Je ne suis pas du même avis que Epicure. Penser à la mort nous aide à l'apprivoiser - un peu comme le Renard et le Petit Prince.

Je crois qu'il faut bien vivre sa vie pour accepter d'être mortel.

Marjo

Jean-Pierre Hamel said...

« bien vivre sa vie pour accepter d'être mortel »
- Oui, c’est en effet ce que dit Kierkegaard, en inversant l’ordre : il faut accepter d’être mortel pour bien vivre sa vie. Mais bien sûr, ce n’est pas la même vie que celle qui est proposée par Épicure. Choisis ton camp, camarade !

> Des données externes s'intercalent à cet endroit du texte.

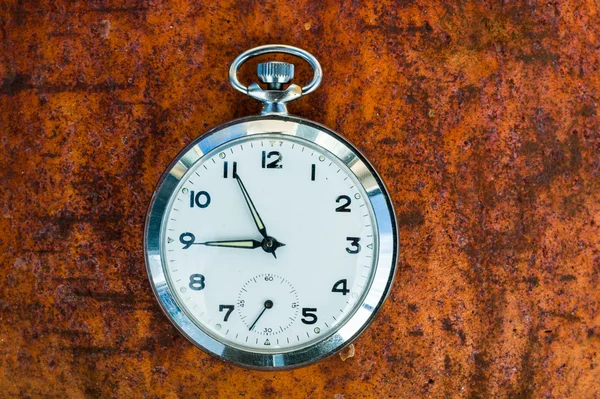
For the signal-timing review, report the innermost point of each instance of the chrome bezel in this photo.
(383, 214)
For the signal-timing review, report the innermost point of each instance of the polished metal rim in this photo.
(383, 213)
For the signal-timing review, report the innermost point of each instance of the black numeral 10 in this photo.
(200, 199)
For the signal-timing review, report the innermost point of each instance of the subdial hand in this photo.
(268, 305)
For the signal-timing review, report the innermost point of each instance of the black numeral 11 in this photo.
(226, 167)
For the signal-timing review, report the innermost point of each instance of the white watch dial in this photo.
(269, 243)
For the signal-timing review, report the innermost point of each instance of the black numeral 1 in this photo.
(226, 166)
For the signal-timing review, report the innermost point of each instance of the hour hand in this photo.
(257, 220)
(248, 244)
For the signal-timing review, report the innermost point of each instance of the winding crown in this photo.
(275, 72)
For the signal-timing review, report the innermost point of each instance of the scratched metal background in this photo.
(482, 117)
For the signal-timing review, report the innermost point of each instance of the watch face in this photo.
(270, 242)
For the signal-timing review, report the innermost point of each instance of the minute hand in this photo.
(257, 220)
(248, 244)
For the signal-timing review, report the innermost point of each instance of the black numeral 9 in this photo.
(229, 309)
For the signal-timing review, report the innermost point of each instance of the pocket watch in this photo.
(271, 241)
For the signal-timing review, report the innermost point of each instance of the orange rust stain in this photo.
(481, 116)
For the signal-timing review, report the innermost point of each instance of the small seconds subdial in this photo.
(268, 304)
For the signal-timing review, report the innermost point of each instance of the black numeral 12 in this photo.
(271, 164)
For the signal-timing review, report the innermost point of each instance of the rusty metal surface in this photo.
(481, 116)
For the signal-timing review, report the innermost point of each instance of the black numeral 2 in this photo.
(310, 315)
(201, 200)
(234, 171)
(272, 164)
(346, 201)
(229, 310)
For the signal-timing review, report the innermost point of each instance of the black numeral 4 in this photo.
(341, 286)
(354, 244)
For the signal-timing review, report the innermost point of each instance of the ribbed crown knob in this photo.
(275, 73)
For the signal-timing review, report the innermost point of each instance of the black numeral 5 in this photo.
(310, 315)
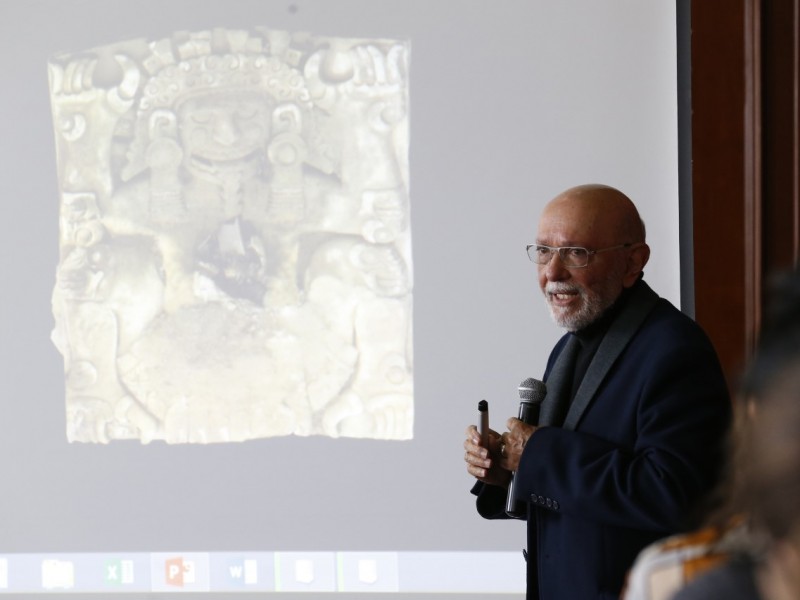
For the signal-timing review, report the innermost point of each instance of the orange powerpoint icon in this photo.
(179, 572)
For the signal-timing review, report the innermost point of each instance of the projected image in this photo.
(235, 246)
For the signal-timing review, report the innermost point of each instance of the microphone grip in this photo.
(517, 509)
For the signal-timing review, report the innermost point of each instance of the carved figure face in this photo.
(224, 127)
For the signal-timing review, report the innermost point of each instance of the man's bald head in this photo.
(603, 208)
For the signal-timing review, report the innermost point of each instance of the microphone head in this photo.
(532, 390)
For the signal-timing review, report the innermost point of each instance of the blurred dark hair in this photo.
(777, 354)
(771, 466)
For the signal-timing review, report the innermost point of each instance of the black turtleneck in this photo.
(591, 336)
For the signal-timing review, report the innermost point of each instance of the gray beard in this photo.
(593, 305)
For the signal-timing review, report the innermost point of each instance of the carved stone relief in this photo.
(235, 245)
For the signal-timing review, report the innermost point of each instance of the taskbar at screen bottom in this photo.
(280, 572)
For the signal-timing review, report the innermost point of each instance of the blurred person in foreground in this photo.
(750, 546)
(630, 434)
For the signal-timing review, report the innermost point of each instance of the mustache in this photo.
(562, 288)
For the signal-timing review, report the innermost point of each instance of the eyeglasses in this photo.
(572, 257)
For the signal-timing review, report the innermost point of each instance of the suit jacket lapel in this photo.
(559, 384)
(622, 330)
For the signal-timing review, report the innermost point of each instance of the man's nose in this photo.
(555, 270)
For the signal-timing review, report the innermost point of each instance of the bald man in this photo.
(630, 434)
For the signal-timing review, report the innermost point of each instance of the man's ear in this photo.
(637, 259)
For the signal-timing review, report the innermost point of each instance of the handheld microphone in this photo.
(483, 420)
(531, 393)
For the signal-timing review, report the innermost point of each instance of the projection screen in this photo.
(262, 260)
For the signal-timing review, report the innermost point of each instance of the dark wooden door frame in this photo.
(745, 190)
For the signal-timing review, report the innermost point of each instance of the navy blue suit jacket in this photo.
(630, 465)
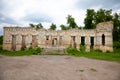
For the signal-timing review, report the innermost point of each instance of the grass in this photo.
(94, 70)
(114, 56)
(81, 70)
(28, 52)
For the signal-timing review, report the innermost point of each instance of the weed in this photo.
(94, 70)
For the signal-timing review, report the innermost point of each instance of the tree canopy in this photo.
(53, 26)
(71, 22)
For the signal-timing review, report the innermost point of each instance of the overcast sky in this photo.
(23, 12)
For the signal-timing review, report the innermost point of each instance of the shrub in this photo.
(98, 50)
(116, 44)
(72, 51)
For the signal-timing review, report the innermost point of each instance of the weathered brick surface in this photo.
(26, 36)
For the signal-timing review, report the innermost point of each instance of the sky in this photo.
(23, 12)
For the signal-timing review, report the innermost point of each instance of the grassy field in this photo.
(114, 56)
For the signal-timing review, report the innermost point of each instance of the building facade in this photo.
(100, 38)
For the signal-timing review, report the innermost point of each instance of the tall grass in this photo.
(30, 51)
(96, 54)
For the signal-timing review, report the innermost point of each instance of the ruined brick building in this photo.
(101, 38)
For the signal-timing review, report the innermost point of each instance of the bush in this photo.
(72, 51)
(116, 44)
(98, 50)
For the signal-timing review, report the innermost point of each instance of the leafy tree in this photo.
(53, 26)
(63, 27)
(38, 26)
(103, 15)
(32, 25)
(71, 22)
(89, 20)
(1, 39)
(116, 30)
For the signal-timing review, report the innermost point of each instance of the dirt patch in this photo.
(50, 67)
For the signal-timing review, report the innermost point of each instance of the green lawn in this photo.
(114, 56)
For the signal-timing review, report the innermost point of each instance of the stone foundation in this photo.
(16, 37)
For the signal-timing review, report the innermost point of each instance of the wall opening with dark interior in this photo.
(83, 40)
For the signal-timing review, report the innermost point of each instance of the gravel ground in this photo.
(55, 67)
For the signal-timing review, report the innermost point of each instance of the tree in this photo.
(38, 26)
(116, 29)
(89, 20)
(71, 22)
(63, 27)
(93, 18)
(103, 15)
(53, 26)
(1, 39)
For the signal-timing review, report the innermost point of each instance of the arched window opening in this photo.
(103, 39)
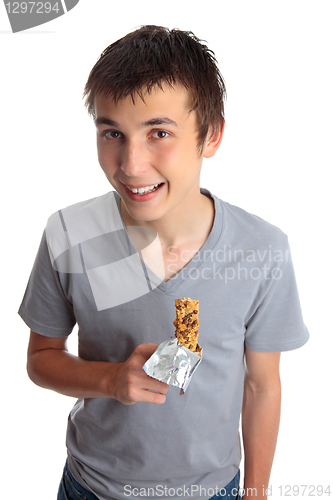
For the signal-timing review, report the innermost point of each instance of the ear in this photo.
(214, 142)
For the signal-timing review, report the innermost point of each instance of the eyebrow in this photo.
(160, 120)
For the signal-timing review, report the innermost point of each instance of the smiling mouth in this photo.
(145, 190)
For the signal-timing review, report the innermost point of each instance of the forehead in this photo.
(173, 101)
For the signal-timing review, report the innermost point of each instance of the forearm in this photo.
(70, 375)
(260, 425)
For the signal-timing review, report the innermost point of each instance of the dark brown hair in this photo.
(153, 55)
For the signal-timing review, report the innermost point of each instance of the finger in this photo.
(151, 384)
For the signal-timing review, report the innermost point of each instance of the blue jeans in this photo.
(70, 489)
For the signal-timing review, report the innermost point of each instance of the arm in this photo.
(260, 418)
(51, 366)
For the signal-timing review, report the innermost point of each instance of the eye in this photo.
(160, 134)
(112, 134)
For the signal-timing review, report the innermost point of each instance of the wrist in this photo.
(108, 380)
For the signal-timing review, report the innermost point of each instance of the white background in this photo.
(275, 161)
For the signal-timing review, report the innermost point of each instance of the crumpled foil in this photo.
(173, 364)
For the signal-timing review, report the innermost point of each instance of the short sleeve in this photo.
(45, 307)
(277, 323)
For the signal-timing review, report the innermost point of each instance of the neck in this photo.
(181, 225)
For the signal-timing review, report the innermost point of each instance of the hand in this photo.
(131, 384)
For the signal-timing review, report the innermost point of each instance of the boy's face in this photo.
(149, 152)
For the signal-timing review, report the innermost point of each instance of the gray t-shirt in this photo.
(88, 272)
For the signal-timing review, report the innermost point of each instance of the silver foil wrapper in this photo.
(173, 364)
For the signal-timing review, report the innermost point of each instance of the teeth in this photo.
(144, 190)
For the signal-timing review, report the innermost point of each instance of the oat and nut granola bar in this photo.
(187, 323)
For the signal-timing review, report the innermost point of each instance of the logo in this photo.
(25, 15)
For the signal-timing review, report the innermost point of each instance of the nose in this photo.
(133, 159)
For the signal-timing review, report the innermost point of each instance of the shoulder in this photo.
(86, 219)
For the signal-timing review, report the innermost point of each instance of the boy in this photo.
(116, 263)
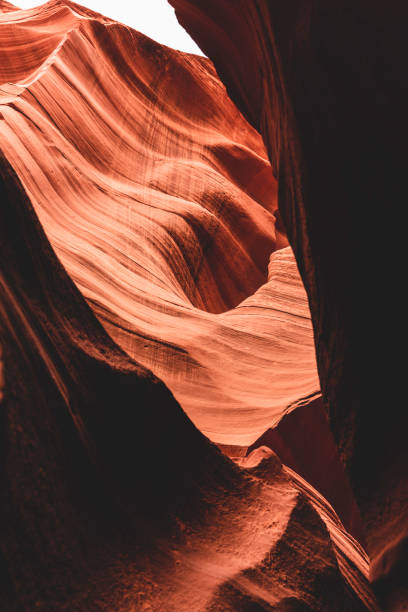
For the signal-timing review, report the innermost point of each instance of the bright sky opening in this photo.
(155, 18)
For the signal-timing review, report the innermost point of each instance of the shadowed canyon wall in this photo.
(143, 255)
(325, 84)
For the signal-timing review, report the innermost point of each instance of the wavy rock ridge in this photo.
(151, 250)
(159, 201)
(326, 86)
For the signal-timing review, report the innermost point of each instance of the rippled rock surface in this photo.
(150, 305)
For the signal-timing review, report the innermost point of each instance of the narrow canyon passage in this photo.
(152, 313)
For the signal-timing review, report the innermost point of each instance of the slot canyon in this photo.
(201, 322)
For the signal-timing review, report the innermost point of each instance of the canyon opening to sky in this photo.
(188, 416)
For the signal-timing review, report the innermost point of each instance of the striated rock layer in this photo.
(158, 199)
(326, 85)
(137, 224)
(111, 498)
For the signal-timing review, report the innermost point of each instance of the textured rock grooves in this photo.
(158, 199)
(148, 296)
(326, 86)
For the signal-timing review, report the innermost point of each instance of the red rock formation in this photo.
(155, 197)
(159, 201)
(325, 84)
(111, 498)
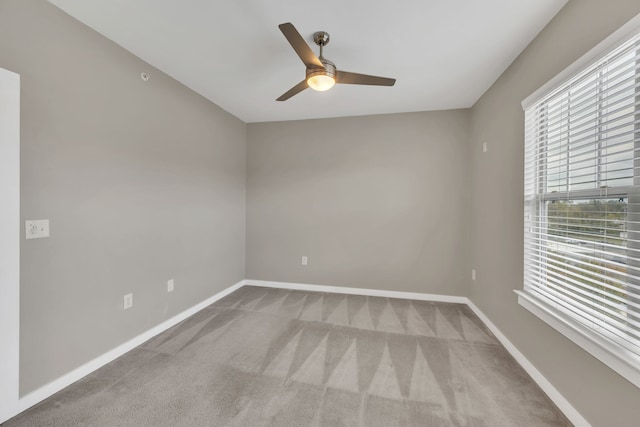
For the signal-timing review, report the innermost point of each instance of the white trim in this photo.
(9, 241)
(42, 393)
(563, 404)
(598, 347)
(358, 291)
(603, 48)
(84, 370)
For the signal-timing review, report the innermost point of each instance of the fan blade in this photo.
(346, 77)
(293, 91)
(299, 45)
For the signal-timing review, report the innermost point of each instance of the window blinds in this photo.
(582, 198)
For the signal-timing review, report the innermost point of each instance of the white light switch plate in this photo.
(128, 301)
(37, 229)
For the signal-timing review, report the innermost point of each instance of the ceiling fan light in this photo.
(320, 82)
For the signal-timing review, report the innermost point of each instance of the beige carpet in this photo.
(271, 357)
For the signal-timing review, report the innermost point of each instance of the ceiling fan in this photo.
(321, 73)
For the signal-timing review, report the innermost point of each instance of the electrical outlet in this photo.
(128, 301)
(37, 229)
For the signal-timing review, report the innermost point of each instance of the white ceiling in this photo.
(444, 53)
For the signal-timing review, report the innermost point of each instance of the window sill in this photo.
(619, 359)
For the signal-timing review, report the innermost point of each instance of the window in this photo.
(582, 206)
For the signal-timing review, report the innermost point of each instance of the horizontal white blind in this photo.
(582, 197)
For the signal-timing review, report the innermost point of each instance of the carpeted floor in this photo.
(272, 357)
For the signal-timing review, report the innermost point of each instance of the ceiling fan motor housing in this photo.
(328, 70)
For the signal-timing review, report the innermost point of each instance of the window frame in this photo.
(620, 359)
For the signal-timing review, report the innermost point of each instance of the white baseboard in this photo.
(358, 291)
(563, 404)
(42, 393)
(58, 384)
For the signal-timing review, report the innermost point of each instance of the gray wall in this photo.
(142, 182)
(602, 396)
(375, 202)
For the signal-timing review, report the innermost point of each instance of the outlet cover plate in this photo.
(37, 229)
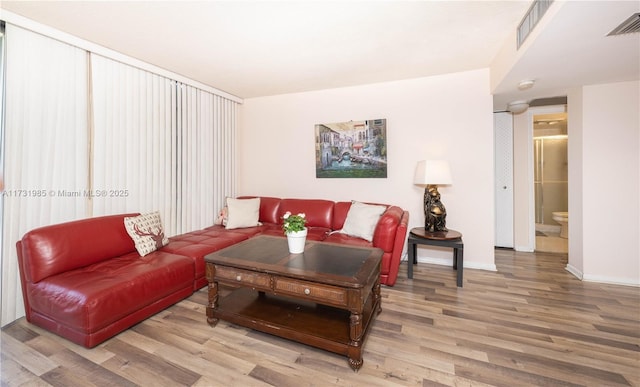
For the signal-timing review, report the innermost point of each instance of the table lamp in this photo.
(429, 174)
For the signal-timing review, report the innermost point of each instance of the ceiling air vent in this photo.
(628, 26)
(533, 16)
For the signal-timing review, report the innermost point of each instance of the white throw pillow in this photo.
(362, 220)
(242, 213)
(147, 232)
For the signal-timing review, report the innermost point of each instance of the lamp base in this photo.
(435, 213)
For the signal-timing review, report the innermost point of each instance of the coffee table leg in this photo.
(213, 303)
(355, 342)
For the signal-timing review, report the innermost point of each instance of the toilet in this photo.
(563, 219)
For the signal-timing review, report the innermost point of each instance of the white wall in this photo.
(448, 116)
(611, 183)
(522, 181)
(575, 265)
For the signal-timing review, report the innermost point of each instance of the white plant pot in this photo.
(296, 241)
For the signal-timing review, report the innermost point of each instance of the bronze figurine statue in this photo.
(434, 212)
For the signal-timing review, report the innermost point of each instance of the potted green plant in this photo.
(295, 230)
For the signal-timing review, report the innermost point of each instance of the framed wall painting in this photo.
(354, 149)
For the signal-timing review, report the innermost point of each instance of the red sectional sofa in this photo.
(85, 281)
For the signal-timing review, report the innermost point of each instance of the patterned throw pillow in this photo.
(221, 220)
(147, 232)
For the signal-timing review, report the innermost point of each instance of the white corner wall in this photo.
(611, 182)
(448, 116)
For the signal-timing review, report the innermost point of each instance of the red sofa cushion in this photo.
(90, 298)
(67, 246)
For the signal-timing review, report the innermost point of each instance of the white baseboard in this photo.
(611, 280)
(573, 270)
(465, 264)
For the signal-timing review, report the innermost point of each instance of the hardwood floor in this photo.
(530, 323)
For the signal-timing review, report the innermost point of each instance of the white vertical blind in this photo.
(132, 139)
(144, 142)
(159, 143)
(45, 148)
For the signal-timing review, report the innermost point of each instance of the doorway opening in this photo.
(550, 175)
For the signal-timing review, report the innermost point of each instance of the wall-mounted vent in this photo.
(629, 26)
(532, 17)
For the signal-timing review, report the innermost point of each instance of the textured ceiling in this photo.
(260, 48)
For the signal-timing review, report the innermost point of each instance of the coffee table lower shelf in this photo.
(317, 325)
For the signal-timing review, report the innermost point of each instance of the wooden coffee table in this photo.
(326, 297)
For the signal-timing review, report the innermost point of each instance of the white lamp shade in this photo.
(432, 172)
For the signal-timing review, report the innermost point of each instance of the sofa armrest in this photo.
(398, 247)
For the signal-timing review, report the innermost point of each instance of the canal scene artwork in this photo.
(353, 149)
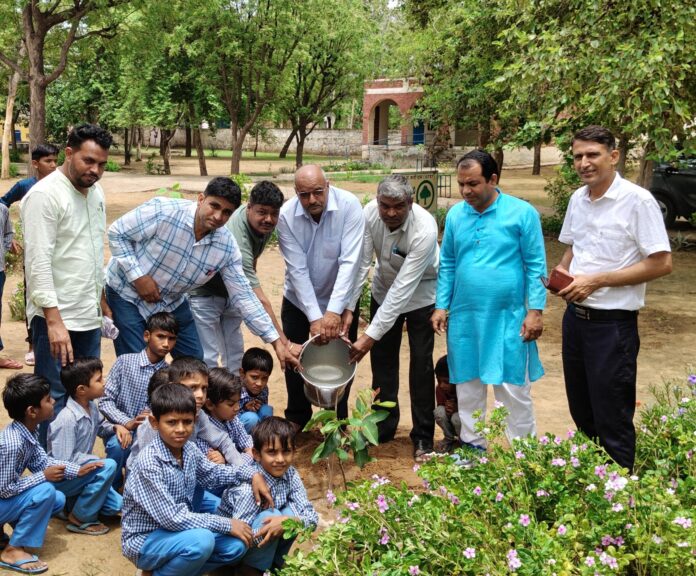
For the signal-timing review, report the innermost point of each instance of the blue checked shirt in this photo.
(246, 397)
(238, 501)
(205, 435)
(157, 239)
(159, 494)
(72, 434)
(19, 450)
(125, 395)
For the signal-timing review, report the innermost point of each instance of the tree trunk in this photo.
(187, 146)
(126, 147)
(286, 146)
(9, 124)
(623, 154)
(199, 151)
(536, 167)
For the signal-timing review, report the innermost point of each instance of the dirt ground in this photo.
(666, 325)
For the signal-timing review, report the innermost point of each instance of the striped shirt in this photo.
(158, 239)
(72, 434)
(125, 395)
(238, 501)
(159, 494)
(20, 450)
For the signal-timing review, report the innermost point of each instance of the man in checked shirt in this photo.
(165, 248)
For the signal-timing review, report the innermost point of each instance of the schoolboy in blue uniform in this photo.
(72, 434)
(257, 365)
(274, 448)
(161, 534)
(125, 399)
(28, 502)
(222, 408)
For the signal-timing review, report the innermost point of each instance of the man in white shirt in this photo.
(320, 232)
(616, 243)
(403, 237)
(64, 221)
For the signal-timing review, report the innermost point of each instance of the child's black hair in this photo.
(441, 368)
(23, 390)
(266, 431)
(158, 378)
(172, 398)
(186, 366)
(165, 321)
(79, 371)
(257, 359)
(223, 385)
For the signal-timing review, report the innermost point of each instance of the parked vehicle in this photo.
(674, 188)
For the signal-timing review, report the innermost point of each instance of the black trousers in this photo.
(296, 328)
(384, 358)
(599, 366)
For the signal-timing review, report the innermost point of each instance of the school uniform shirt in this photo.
(322, 258)
(20, 450)
(64, 251)
(238, 501)
(159, 494)
(125, 395)
(72, 434)
(157, 239)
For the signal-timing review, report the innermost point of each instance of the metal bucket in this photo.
(326, 371)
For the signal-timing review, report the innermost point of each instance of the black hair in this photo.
(185, 366)
(488, 164)
(442, 368)
(223, 385)
(172, 398)
(257, 359)
(597, 134)
(79, 371)
(266, 431)
(159, 378)
(43, 150)
(266, 193)
(226, 188)
(165, 321)
(23, 390)
(85, 132)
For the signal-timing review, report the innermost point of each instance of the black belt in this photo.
(594, 315)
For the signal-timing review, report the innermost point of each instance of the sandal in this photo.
(84, 528)
(11, 364)
(17, 566)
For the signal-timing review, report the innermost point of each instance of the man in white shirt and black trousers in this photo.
(320, 233)
(64, 221)
(617, 242)
(403, 237)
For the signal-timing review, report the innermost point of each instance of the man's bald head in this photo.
(311, 187)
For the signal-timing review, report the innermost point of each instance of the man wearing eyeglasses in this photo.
(321, 234)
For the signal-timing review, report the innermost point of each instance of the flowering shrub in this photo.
(547, 506)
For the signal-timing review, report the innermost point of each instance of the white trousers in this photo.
(471, 396)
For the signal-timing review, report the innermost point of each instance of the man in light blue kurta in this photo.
(490, 297)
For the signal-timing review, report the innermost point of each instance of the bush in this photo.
(546, 506)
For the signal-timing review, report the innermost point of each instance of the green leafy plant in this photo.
(547, 505)
(355, 433)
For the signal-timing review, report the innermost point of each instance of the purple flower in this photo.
(513, 561)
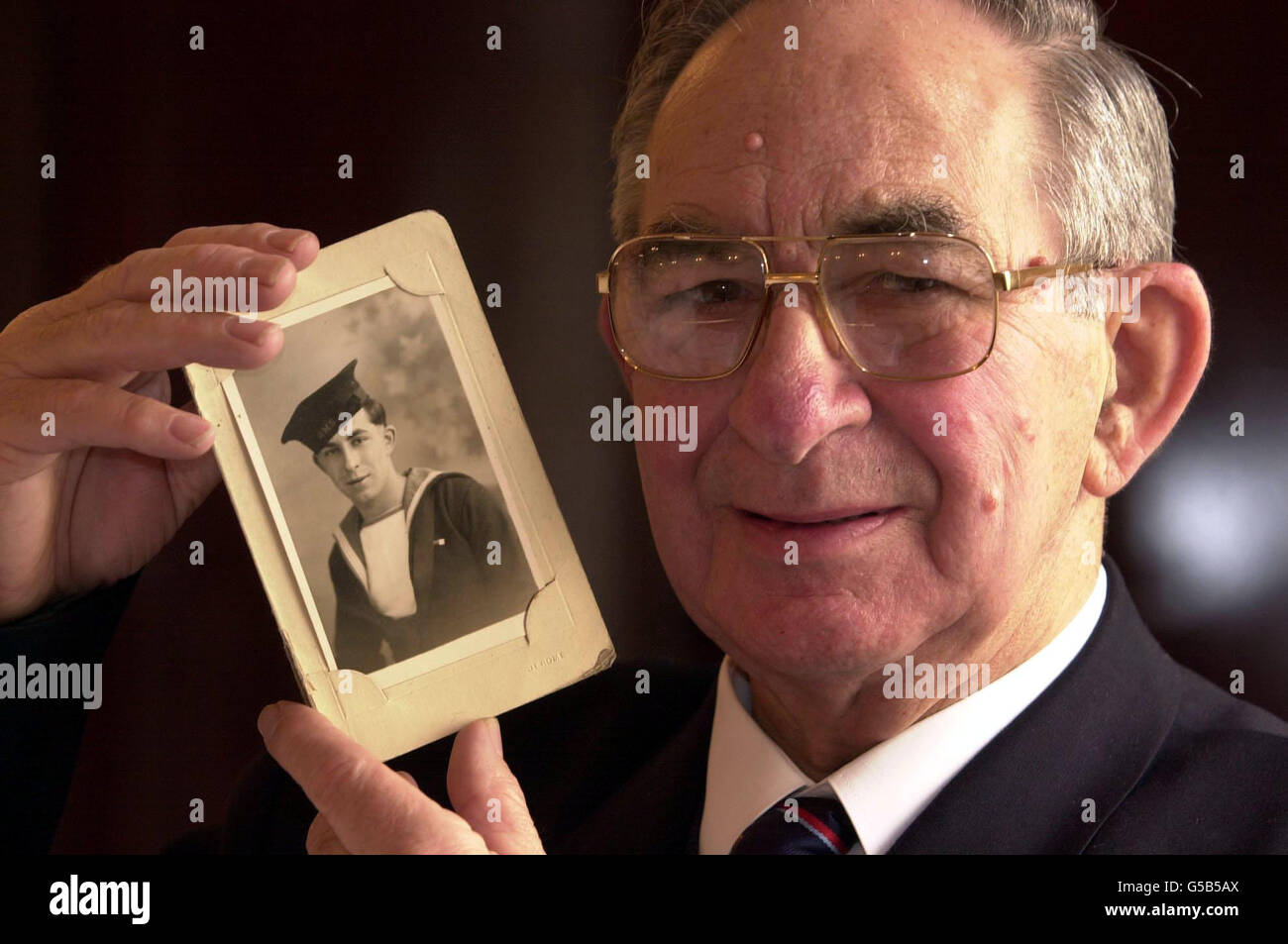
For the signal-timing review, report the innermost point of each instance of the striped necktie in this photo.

« Penser à la mort nous aide à l'apprivoiser »
- En effet, pourquoi pas ? Reste que :
1 – Il faut savoir où passe la frontière entre la « bonne pensée » de la mort et l’obsession morbide. Rappelons les prêcheurs de la Contre-Réforme qui disaient à leurs ouailles : « Pense en mangeant, que tu manges pour nourrir les vers qui vont bientôt te ronger » Pouah !
2 – Ça ne peut se faire que si on a une crainte de la mort à apprivoiser. Ce qu’ n’avait certes pas le Sage épicurien. Mais n’est pas épicurien qui veut.